Il problema maggiore del
ferito era la debolezza. La febbre e la perdita di sangue l’avevano prostrato,
Paolina sapeva che quando si è deboli bisognava mangiare “ben condito” e
possibilmente carne, ma di cibo ce n’era poco e quel poco non era molto
nutriente, l’unica carne e condimento disponibili erano di maiale. Sorse un
problema: perché il ferito si raccomandava di non dargli assolutamente carne di
maiale? Paolina non capiva: “Ma come, in
questa difficile situazione si mette a fare delle storie per la religione! Le
religioni non dovrebbero complicare la vita già tanto difficile delle persone”.
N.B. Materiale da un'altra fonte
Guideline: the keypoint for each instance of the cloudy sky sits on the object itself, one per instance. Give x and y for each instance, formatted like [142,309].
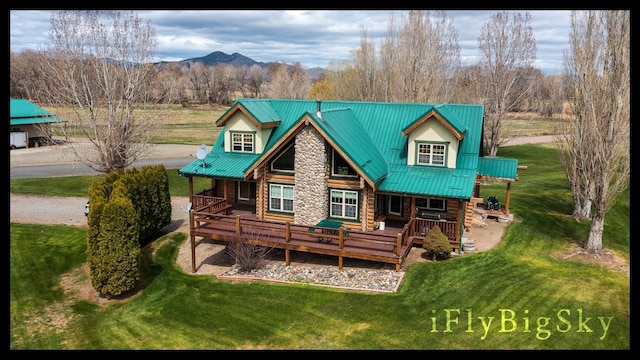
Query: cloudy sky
[313,38]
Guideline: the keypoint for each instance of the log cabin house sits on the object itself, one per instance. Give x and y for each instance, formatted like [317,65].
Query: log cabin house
[350,179]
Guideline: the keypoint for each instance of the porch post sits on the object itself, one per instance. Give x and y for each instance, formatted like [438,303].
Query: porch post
[506,201]
[193,254]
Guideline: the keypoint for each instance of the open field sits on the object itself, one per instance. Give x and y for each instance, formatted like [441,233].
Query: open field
[192,125]
[533,291]
[195,125]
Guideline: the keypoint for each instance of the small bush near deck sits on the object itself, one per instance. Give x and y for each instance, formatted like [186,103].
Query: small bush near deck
[437,244]
[247,256]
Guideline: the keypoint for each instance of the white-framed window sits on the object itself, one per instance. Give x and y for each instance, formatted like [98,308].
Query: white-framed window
[281,197]
[284,162]
[344,204]
[394,205]
[246,190]
[340,167]
[431,204]
[431,154]
[242,142]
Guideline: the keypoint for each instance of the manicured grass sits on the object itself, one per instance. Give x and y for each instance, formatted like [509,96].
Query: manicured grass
[79,185]
[525,293]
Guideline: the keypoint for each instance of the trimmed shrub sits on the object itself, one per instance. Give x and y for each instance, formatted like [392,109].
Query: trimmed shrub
[437,244]
[115,260]
[125,209]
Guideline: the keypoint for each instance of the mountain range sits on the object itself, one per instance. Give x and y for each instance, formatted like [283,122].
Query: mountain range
[235,59]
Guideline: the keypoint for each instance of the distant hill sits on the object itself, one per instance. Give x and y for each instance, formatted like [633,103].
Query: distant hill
[235,59]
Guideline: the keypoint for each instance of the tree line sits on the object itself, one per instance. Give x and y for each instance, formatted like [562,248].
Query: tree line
[98,62]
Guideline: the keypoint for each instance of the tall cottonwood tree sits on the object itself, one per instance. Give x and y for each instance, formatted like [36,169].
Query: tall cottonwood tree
[507,46]
[596,142]
[99,63]
[416,62]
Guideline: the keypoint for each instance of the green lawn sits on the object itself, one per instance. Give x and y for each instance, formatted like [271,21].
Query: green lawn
[524,294]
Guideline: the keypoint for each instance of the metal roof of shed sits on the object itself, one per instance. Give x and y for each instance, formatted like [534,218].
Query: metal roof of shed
[24,112]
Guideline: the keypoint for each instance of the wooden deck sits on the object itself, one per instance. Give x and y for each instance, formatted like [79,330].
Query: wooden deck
[218,221]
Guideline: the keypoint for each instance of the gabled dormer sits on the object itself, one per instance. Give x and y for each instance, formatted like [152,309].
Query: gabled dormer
[247,127]
[434,139]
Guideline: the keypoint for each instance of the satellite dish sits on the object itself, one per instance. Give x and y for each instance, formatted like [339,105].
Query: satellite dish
[202,152]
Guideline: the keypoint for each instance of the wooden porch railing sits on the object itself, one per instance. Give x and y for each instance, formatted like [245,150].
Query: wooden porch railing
[210,217]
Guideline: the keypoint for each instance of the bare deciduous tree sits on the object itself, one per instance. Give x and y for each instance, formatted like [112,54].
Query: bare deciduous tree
[288,82]
[98,62]
[256,79]
[416,63]
[596,143]
[507,46]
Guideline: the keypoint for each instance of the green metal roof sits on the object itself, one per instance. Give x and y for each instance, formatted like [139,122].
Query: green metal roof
[24,112]
[344,129]
[370,134]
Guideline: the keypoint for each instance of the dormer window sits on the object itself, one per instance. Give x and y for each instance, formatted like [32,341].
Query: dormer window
[431,154]
[242,142]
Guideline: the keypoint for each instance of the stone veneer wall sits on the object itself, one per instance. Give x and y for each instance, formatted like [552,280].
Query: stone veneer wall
[311,198]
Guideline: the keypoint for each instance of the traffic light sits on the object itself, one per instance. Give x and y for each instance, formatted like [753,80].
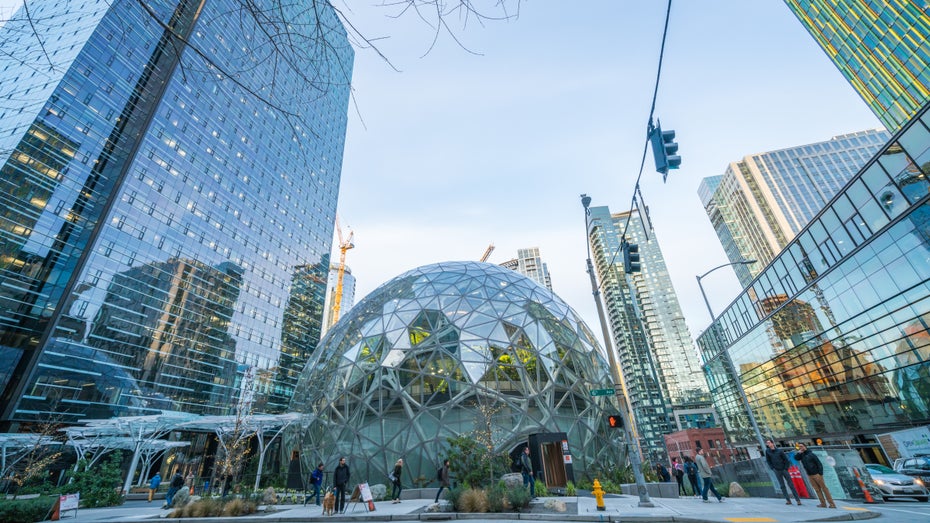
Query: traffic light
[631,258]
[664,149]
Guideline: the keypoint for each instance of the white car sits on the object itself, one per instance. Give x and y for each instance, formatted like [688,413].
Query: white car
[892,484]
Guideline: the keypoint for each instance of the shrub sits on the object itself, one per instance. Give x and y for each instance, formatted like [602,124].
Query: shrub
[26,510]
[98,486]
[238,507]
[518,498]
[473,463]
[474,500]
[269,497]
[539,489]
[454,495]
[181,498]
[497,497]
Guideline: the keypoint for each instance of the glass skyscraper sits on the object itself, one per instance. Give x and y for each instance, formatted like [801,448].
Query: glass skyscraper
[530,264]
[657,355]
[831,339]
[168,181]
[765,199]
[879,46]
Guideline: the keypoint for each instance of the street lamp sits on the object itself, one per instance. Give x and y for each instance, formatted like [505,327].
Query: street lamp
[615,373]
[726,354]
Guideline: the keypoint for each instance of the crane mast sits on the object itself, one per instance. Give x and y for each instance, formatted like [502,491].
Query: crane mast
[344,245]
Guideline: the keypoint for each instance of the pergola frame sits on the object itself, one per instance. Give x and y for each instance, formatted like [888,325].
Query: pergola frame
[253,424]
[142,434]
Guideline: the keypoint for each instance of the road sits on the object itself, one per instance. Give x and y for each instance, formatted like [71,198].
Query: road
[902,511]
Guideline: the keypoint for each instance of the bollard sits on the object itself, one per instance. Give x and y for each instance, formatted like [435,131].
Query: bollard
[598,495]
[865,490]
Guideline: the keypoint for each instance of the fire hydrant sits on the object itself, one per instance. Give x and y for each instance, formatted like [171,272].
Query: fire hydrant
[598,495]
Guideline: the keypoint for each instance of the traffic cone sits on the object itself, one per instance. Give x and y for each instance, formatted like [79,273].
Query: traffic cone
[868,496]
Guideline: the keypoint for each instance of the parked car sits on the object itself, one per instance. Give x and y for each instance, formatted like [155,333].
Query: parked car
[918,467]
[892,484]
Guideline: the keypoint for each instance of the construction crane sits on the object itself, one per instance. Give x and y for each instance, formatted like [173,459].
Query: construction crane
[344,245]
[487,253]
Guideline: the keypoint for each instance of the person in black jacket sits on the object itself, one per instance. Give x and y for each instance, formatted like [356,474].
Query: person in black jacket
[814,469]
[779,463]
[341,478]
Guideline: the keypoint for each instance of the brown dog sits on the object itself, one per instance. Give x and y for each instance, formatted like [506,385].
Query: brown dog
[329,504]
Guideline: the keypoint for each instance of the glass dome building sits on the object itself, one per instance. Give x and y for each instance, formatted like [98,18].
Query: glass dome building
[420,358]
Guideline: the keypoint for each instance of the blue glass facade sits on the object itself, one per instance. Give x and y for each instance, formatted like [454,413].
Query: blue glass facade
[832,339]
[167,210]
[880,46]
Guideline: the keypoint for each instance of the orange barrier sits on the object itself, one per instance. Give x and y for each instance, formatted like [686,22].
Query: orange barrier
[868,496]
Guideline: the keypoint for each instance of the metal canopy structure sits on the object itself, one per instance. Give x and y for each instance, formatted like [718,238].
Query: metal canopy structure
[142,434]
[15,447]
[242,426]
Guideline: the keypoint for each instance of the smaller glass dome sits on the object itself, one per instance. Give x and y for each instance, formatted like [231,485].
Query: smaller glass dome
[423,355]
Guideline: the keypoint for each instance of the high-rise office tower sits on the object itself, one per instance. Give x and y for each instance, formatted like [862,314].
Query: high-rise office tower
[880,47]
[529,264]
[762,201]
[657,355]
[168,185]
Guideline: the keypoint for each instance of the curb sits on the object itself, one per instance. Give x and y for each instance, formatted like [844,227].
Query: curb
[454,516]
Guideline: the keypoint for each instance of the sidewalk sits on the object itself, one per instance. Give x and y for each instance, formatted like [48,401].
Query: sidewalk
[582,509]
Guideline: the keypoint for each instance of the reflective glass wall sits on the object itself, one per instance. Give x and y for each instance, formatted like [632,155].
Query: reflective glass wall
[167,208]
[831,340]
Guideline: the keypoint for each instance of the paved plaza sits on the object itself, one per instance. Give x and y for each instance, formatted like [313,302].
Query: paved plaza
[617,508]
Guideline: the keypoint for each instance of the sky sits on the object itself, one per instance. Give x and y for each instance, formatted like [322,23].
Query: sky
[455,145]
[495,144]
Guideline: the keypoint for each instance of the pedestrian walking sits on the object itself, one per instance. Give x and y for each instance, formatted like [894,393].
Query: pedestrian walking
[663,474]
[177,483]
[679,472]
[814,469]
[295,474]
[691,472]
[395,480]
[341,477]
[779,464]
[153,485]
[526,468]
[706,477]
[443,477]
[316,481]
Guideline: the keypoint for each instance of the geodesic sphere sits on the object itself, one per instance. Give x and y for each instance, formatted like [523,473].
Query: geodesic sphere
[445,350]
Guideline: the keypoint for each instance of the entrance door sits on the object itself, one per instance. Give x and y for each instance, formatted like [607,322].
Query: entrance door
[553,464]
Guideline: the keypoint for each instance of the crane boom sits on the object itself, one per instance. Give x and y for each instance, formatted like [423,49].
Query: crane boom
[487,253]
[343,247]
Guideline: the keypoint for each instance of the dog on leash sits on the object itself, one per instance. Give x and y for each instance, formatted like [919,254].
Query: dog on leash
[329,504]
Paolina risolse il problema in modo pratico. Pensò che se non aveva mai
assaggiato carne di maiale, non poteva sapere che sapore avesse e quindi riconoscerla,
bastava dirgli che non era di maiale e il problema era risolto. Così fece.
Una notte scoppiò un gran
temporale, il fosso s’ingrossò e si temette che la fiumana se lo fosse portato
via. Appena fece chiaro si andò a vedere: il “ponte” aveva retto, la capanna
meno, il ferito era fradicio, ma vivo.
Dopo alcune
settimane i partigiani tornarono a prenderlo. Paolina li affrontò con un “Era
ora!”, ma non era un vero rimprovero. Sapeva che avevano fatto quanto era nelle
loro possibilità, per nostra madre il metro per giudicare gli uomini era il
seguente: li divideva fra quelli che fanno quanto è loro possibile per gli
altri e quelli che non lo fanno. I partigiani quel giorno non avevano fretta;
avevano portato della farina e s’infornò il pane, intanto che un medico, che i
partigiani si erano portati appresso, curava il ferito. Poi il medico visitò
tutta la famiglia, a cominciare dai bambini; fu lasciata la farina rimasta, che
sarebbe risultata essere di grande utilità per superare i giorni che seguirono.
Il ferito
se ne andò ringraziando di avergli salvato la vita, volle scriversi
l’indirizzo, ma non si trovò dell’inchiostro, allora il russo si fece un
piccolo foro e lo scrisse col proprio sangue. Questo impressionò non poco le
bambine. Promise che se fosse riuscito a tornare a casa a guerra finita, avrebbe
fatto il possibile per tornare a trovarli.
Del Russo
non se ne seppe più niente. Una voce riferì che era morto pugnalato a guerra
finita dalle parti di Trieste, ma non vi era certezza che si trattasse proprio
di lui. Certo che a mia madre sarebbe piaciuto sapere se poi gliel’aveva fatta
a tornare a casa, ripeteva spesso:“Chi
sa! Se u glià fata? (Chissà se ce l’ha fatta?)”. A noi ragazzi piaceva
immaginare che un giorno o l’altro sarebbe capitato uno sconosciuto in divisa
militare che tornava a trovare nostra madre, ma non accadde.
Il medico dei partigiani
risultò molto utile qualche tempo dopo, quando Giovanni, di pochi mesi, si
ammalò: aveva coliche intestinali, un brutto colorito e stava deperendo a
“vista d’occhio”. Portarlo dal medico del paese in quel momento era
impossibile. Passò dal Casetto una pattuglia partigiana che vide il bambino
ammalato, e la sera del giorno seguente si sentì bussare alla porta, era il
loro medico: visitò il bimbo, lasciò delle medicine e Giovanni si riprese. Se
raccontava questi eventi quando era presente Giovanni, Paolina gli precisava: “Ah! Se un gnéra che dutôr te tu sera mört (Ah!
Se non c’era quel medico, saresti morto)”.